The functions and the like of the components of the electrolytic humidity control module 203 will be briefly described below. The cathode plate 232 and the anode plate 231 may be carbon electrode plates or platinum electrode plates, and carbon electrodes having platinum plating layers on the surfaces thereof are generally used. The edges of the anode plate 231 and the cathode plate 232 are respectively provided with a terminal, namely an anode plate terminal and a cathode plate terminal, for respectively connecting the anode and the cathode of the power supply.

The chemical reaction formulas of the anode plate 231 and the cathode plate 232 are respectively:

anode plate 231: 2H₂O→O₂+4H⁺+4e^-

Cathode plate 232: o is₂+4H⁺+4e^-→2H₂O

The proton exchange membrane 233 includes a proton conductive polymer, a porous membrane, and at least one active ingredient. The active ingredient is dispersed in the proton-conducting polymer, and the proton-conducting polymer is absorbed into and filled in the pores of the porous membrane. Preferably, the proton conducting polymer is polystyrene sulfonic acid (PSSA) or carboxymethyl cellulose (CMC); the porous membrane is Polytetrafluoroethylene (PTFE) or Fluorinated Ethylene Propylene (FEP) or polyolefin film or fluorinated ethylene propylene or glass fiber or ceramic fiber or polymer fiber; the active component is silica gel suitable for electroosmotic flow, and the dispersed silica gel concentration is no more than 5% of the mass of the proton exchange membrane 233.

In a dehumidification state, the anode plate 231 processes water vapor inside the storage container 200 to generate hydrogen ions and oxygen, thereby consuming moisture inside the storage space 210; the hydrogen ions enter the proton exchange membrane 233 and move toward the cathode plate 232; one side of the cathode plate 232 reacts with the hydrogen ions provided by the proton exchange membrane 233 and the oxygen in the air outside the storage space 210 to generate water, so as to realize dehumidification. In a humidified state, the anode plate 231 processes water vapor in the air outside the storage space 210 to generate hydrogen ions and oxygen; the hydrogen ions enter the proton exchange membrane 233 and move toward the cathode plate 232; one side of the cathode plate 232 is humidified by reacting the hydrogen ions provided by the proton exchange membrane 233 with the oxygen in the storage space 210 to generate water.

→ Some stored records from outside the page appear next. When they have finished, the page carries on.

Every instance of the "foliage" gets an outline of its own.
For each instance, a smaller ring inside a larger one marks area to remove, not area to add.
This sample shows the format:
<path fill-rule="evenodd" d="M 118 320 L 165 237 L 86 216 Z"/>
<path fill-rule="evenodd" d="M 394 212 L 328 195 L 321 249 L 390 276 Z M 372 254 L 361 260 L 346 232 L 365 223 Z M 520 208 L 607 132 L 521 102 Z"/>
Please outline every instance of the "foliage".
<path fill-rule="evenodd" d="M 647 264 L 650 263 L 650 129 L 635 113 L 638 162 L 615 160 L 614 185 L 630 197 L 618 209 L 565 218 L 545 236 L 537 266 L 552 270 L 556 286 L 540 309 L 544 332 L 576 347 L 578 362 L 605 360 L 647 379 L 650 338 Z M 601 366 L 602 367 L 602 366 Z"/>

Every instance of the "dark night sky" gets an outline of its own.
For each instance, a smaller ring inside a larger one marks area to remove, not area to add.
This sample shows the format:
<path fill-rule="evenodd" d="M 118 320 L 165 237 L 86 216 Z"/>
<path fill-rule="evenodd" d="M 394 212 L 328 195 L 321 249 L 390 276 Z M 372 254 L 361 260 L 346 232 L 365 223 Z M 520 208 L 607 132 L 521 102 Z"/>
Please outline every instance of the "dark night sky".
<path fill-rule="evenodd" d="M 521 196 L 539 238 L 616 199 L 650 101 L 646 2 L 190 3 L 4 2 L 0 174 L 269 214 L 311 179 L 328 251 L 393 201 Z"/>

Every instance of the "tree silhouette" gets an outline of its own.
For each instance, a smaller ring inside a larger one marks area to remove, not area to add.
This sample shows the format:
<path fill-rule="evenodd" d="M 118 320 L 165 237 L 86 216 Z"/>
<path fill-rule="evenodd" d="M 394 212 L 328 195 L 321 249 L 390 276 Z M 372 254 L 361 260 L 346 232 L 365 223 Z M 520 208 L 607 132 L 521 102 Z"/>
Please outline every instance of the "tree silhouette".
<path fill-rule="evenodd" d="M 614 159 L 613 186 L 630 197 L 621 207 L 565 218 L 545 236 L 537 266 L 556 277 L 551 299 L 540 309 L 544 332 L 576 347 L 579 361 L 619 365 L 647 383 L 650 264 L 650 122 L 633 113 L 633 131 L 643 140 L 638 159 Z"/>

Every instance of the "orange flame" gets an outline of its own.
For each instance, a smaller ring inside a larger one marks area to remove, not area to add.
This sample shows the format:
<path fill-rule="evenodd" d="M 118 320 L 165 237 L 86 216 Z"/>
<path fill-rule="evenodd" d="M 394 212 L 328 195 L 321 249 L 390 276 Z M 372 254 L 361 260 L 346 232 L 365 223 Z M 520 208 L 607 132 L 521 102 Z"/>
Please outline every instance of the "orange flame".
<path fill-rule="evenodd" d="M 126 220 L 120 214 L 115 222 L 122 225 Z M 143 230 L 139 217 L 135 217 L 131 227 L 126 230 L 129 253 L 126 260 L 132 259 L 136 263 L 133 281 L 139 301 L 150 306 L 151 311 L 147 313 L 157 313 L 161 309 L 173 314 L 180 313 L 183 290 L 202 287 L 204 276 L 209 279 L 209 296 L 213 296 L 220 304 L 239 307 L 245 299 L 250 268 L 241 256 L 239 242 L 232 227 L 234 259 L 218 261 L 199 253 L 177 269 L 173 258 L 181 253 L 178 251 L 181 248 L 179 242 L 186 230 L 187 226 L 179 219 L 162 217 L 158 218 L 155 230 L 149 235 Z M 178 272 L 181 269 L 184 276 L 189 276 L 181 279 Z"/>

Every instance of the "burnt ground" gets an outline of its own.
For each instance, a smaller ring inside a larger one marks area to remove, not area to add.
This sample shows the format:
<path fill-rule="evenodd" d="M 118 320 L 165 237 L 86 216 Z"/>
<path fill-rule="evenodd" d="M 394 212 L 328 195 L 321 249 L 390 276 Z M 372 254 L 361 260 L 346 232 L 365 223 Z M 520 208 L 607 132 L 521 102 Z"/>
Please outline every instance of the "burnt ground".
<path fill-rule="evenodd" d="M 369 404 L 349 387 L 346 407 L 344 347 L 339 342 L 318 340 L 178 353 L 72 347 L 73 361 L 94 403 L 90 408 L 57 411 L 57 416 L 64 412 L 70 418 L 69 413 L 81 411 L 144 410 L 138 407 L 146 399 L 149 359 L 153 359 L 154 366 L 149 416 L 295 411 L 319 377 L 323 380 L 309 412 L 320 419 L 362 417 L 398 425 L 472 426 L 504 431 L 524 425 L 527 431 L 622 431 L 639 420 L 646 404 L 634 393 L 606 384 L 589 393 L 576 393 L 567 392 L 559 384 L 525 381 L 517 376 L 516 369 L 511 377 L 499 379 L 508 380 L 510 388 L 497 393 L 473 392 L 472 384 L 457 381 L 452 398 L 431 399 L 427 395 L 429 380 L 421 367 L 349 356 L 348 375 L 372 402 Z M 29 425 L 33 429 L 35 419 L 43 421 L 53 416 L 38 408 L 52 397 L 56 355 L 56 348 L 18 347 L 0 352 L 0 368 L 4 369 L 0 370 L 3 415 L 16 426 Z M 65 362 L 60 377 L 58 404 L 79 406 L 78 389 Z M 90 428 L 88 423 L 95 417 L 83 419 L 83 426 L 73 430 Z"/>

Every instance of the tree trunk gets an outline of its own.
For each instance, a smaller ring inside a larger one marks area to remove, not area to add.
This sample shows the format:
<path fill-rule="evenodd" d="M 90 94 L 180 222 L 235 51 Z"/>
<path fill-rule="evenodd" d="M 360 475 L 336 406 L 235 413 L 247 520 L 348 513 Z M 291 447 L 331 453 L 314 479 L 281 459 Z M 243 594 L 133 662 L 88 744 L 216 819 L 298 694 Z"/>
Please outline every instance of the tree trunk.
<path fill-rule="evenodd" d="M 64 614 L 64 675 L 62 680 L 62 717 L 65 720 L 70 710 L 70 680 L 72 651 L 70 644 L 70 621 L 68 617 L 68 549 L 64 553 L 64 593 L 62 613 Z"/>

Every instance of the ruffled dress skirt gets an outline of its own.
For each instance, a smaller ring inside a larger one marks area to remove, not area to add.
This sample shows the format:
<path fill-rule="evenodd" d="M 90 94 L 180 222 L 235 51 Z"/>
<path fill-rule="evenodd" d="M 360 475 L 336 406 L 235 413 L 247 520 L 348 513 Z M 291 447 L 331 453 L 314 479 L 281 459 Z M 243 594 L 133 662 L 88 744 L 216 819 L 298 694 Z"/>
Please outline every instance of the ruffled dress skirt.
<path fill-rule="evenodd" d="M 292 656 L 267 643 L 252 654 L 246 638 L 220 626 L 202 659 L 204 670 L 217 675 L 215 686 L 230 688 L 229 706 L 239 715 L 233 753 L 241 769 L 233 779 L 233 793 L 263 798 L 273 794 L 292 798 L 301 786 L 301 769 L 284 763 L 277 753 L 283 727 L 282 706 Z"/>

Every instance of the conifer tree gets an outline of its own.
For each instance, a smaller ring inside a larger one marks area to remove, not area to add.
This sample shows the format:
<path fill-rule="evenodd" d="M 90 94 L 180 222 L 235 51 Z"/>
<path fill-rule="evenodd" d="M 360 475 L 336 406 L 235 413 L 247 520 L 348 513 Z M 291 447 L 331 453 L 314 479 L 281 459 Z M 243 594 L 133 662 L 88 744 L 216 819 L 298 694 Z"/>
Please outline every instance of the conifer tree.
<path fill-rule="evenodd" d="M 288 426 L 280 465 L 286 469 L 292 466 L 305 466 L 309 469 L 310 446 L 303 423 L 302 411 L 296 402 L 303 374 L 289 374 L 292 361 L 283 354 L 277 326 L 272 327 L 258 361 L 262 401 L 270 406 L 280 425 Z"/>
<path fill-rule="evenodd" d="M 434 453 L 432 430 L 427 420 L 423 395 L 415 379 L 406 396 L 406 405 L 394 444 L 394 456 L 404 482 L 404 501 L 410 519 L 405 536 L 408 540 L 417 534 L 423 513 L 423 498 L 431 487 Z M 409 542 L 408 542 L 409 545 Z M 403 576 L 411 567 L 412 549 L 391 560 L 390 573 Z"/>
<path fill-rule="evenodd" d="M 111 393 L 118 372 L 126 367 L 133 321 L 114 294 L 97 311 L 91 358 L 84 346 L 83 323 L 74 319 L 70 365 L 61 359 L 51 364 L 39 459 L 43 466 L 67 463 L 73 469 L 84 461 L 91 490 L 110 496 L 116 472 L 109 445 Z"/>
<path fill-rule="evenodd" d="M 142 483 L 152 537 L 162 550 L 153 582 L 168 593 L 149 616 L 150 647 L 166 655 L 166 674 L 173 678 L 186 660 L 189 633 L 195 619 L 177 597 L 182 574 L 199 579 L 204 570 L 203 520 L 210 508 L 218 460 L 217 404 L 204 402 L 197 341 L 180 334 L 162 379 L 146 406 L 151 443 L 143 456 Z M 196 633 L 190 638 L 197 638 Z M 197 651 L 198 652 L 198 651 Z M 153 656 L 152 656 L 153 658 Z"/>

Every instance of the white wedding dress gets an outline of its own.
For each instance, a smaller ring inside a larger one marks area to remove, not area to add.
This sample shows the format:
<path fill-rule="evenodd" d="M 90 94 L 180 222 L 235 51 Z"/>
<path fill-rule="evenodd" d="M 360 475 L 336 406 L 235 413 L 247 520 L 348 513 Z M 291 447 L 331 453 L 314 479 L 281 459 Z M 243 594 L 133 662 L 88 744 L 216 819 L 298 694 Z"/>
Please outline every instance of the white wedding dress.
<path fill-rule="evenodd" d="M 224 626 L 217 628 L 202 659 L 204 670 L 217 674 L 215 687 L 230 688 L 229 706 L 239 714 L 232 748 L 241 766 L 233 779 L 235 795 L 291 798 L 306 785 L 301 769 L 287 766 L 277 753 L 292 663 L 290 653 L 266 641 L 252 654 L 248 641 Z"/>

In some embodiments, the electrolytic moisture control assembly 203 is reversibly disposed at the mounting port 220 and configured to: in a dehumidification state, one surface of the anode plate 231, which is back to the proton exchange membrane 233, faces the storage space 210, and one surface of the cathode plate 232, which is back to the proton exchange membrane 233, faces the outside of the box body 201; in the humidified state, the surface of the cathode plate 232 facing away from the pem 233 faces the storage space 210, and the surface of the anode plate 231 facing away from the pem 233 faces the outside of the box 201. The utility model discloses wet subassembly 203 of electrolysis accuse of refrigerator 100's storage container 200 sets up in installing port 220 department with overturning, makes the whole inside/outside that exposes in box body 201 of anode plate 231, negative plate 232 through the upset, has increased the area of contact of air and anode plate 231, negative plate 232, has improved the reaction rate of wet subassembly 203 of electrolysis accuse to the performance of the wet subassembly 203 of whole electrolysis accuse has been promoted.

Fig. 3 is a sectional view schematically illustrating the storage container 200 shown in fig. 2. Fig. 4 is a schematic cross-sectional view of the box 201 of the storage container 200 shown in fig. 2. Fig. 5 is a partial cross-sectional structural schematic view of the mating of the electrolytic moisture control assembly 203 and the connecting tube 202 of the storage container 200 shown in fig. 2. In some embodiments, the box 201 is provided with a threading hole 230 at the mounting opening 220. The storage container 200 of the embodiment of the present invention further includes a connecting pipe 202. One end of the connecting pipe 202 is connected to the electrolysis humidity control assembly 203, and the other end is inserted into the threading hole 230, and the outer diameter of the connecting pipe 202 is slightly smaller than the inner diameter of the threading hole 230, so that the connecting pipe 202 is controlled to rotate in the threading hole 230 to drive the electrolysis humidity control assembly 203 to turn over at the installation opening 220. The turning control of the electrolysis humidity control assembly 203 is realized by arranging the connecting pipe 202, the structure is simple, and the assembly and the maintenance are easy. The connection tube 202 can be controlled by electric or manual means, preferably electric means, to rotate in the threading hole 230. The specific implementation method of the electric control of the connection pipe 202 may be any method that can implement the electric control in the prior art, and will not be described herein.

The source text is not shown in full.